Ich muss gestehen, dass ich in der Vergangenheit große Probleme hatte. Das ist – mal wieder – eine Folge meiner Kindheit. Meine Mutter hatte sich eine Tochter gewünscht und war froh, als ich auf die Welt kam. Sie hatte eine sehr genaue Vorstellung davon, wie eine Tochter sein sollte: lieb, brav, ruhig... das typische Mädchen halt. Auf der anderen Seite vertrat sie die Einstellung, dass eine Frau ohne einen Mann wenig leisten konnte und gab mir lange das Gefühl, dass Männer die besseren/klügeren/wertvolleren Menschen sind.
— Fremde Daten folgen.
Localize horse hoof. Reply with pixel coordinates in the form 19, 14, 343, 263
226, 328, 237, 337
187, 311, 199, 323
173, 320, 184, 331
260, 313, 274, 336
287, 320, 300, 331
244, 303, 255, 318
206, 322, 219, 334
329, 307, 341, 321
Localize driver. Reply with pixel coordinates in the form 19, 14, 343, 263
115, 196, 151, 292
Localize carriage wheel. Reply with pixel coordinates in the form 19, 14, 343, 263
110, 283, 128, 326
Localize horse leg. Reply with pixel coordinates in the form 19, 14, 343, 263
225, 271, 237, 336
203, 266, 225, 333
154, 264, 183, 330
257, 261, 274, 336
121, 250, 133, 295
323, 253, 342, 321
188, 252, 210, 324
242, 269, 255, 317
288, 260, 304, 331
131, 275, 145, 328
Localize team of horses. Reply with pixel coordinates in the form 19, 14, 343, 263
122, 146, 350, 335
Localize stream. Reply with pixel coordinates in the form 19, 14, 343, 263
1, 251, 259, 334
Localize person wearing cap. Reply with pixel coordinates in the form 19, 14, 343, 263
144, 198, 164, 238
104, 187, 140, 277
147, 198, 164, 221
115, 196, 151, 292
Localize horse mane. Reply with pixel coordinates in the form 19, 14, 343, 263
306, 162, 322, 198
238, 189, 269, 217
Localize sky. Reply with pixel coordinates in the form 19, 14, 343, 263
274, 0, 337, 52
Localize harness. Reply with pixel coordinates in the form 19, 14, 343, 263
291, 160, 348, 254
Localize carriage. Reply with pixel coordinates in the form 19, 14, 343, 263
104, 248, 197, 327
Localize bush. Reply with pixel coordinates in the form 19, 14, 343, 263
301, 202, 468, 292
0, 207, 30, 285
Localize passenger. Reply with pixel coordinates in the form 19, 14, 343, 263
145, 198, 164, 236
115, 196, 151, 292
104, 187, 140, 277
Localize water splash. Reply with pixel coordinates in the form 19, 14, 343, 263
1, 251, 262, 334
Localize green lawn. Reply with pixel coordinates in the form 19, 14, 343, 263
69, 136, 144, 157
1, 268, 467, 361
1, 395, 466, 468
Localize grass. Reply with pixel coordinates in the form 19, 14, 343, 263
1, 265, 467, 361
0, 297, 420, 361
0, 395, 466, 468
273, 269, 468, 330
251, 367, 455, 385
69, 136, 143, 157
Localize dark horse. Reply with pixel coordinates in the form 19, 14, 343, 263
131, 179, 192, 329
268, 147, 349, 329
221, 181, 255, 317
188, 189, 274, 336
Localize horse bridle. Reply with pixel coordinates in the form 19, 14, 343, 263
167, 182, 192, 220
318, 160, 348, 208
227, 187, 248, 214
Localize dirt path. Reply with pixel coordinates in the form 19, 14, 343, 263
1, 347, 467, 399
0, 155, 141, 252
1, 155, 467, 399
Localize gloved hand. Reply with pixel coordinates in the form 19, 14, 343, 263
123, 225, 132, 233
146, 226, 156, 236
Auch bei ihr lag es an der Erziehung, denn sie und ihre jüngere Schwester bekamen von ihrer Mutter bei weitem nicht so viel Liebe und Aufmerksamkeit wie der ältere Bruder.
Als Kind musste ich mir öfters anhören, dass ich „nur“ ein Mädchen sei und Mädchen dies oder jenes nicht so gut hinkriegen wie Jungs. Meinem Bruder hat sie schon immer viel mehr zugetraut, nur weil er männlich ist. Er wurde viel freier erzogen, an ihn hat sie sich nicht so sehr geklammert wie an mich. Meine Mutter verließ ihr Elternhaus mit 21 Jahren und wanderte nach Deutschland aus, um einen Job zu finden. Ihr Bruder hatte einen tollen, gut bezahlten Job und wohnte in der gleichen Stadt wie die Eltern. Die Schwester opferte sich für die Eltern auf und pflegte sie bis zum Tod. Deshalb hat sie recht spät geheiratet und eine Familie gegründet. Und meine Mutter hat sich viel um ihre Schwiegereltern gekümmert. Ihrer Meinung nach ist es die Aufgabe der Frauen, auch als Erwachsene ständig für die Familie da zu sein und sich für sie aufzuopfern.
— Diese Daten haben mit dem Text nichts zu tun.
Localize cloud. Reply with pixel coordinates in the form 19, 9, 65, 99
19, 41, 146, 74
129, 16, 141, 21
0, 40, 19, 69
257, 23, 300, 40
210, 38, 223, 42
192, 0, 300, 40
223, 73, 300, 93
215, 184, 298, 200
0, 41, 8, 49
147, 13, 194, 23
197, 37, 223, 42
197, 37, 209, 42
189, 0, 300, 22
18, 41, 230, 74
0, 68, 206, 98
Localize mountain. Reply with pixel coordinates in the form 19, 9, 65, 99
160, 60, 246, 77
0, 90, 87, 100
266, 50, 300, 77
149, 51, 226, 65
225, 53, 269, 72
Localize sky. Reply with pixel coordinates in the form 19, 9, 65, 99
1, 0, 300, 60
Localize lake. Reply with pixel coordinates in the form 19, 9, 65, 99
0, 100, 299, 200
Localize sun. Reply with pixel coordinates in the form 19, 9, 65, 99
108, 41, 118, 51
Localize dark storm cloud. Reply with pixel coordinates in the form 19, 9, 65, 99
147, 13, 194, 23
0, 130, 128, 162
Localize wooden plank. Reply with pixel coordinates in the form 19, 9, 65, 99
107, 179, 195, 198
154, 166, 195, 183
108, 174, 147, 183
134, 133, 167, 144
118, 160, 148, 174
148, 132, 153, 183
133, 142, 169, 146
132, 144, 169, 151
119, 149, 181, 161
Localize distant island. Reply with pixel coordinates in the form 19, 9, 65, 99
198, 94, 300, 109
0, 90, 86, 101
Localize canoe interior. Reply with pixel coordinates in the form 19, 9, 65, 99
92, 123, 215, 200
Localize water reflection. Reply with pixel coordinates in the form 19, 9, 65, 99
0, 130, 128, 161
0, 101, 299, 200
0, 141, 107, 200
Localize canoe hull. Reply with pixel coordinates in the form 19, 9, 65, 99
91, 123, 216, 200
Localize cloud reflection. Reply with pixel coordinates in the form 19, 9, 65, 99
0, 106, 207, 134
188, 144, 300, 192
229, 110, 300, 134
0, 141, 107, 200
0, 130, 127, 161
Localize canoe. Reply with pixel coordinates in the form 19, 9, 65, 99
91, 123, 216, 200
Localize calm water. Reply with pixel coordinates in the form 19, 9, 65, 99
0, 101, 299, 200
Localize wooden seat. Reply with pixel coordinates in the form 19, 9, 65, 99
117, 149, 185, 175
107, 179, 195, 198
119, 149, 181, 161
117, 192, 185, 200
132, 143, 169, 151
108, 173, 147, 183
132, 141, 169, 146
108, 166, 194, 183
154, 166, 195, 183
Als ich noch klein war, wollte sie mich ständig in rosa Kleidchen stecken und kaufte mir Puppen. Mir wurde das richtig aufgezwungen, und ich entwickelte im Laufe der Jahre einen Hass auf alles, was typisch für Frauen ist. Deshalb kann ich wohl noch heute nichts mit Frauen anfangen, die auf Tupperpartys gehen, viel shoppen, gerne backen, usw. In meiner Kindheit/Jugend durfte ich nur mit Mädchen spielen, freundschaftliche Kontakte mit Jungs waren nicht erlaubt. Ich hab´ irgendwann rebelliert und bin fast nur noch mit Kerlen unterwegs gewesen, weil ich keine Lust auf weibliche Bezugspersonen hatte, die mich an meine Mutter erinnerten.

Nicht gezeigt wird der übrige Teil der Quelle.